Bear in mind two things here. Hospital data WILL lag by a week or so the cases numbers And maybe it will be by 2 or 3 weeks the ventilator and death numbers. So we are seeing consequences of before any kind of stability in the region at the moment.

Ventilators are also up again by 13 to 210. That is versus 146 last Friday.

Unfortunately the NW is - as you might expect - the main driver of these increases again.

North West patients up by 23 today to 411 More than double every region bar London and 122 above there.

Wk to wk that is a rise of 139 - a 50% increase in 7 days. By far the most.

Every other region is up but by maybe 10 or 20% wk to wk.

Apart from South West - which is accelerating fast in case numbers over past 10 days and now starting to show i9n hospital data too.

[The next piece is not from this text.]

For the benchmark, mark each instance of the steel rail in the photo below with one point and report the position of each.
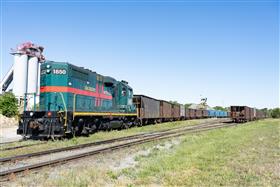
(80, 146)
(14, 171)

But from a tiny base as this is a small rural area.

SW patients up in week from 18 to 36 and ventilators from 2 to 5. Sadly from small acorns grow large trees.

Ventilators were up almost everywhere today but sadly but not surprisingly the NW was up by most

From 79 to 83. It was 49 last Friday.

We have a way to go before NW hospital data starts to improve and with other regions climbing in cases they will start going this way too next week.

We need NW to show some downturn soon or England patients will climb over 2000 and ventilators over 300 quickly as the other regions one by one add to the daily rise.

Not sure what the government or the NHS see as an acceptable ceiling. It will hopefully never get near the 37,000 patients and 4000 ventilators of January. But what ceiling will be low enough to open up in 4 weeks is another matter.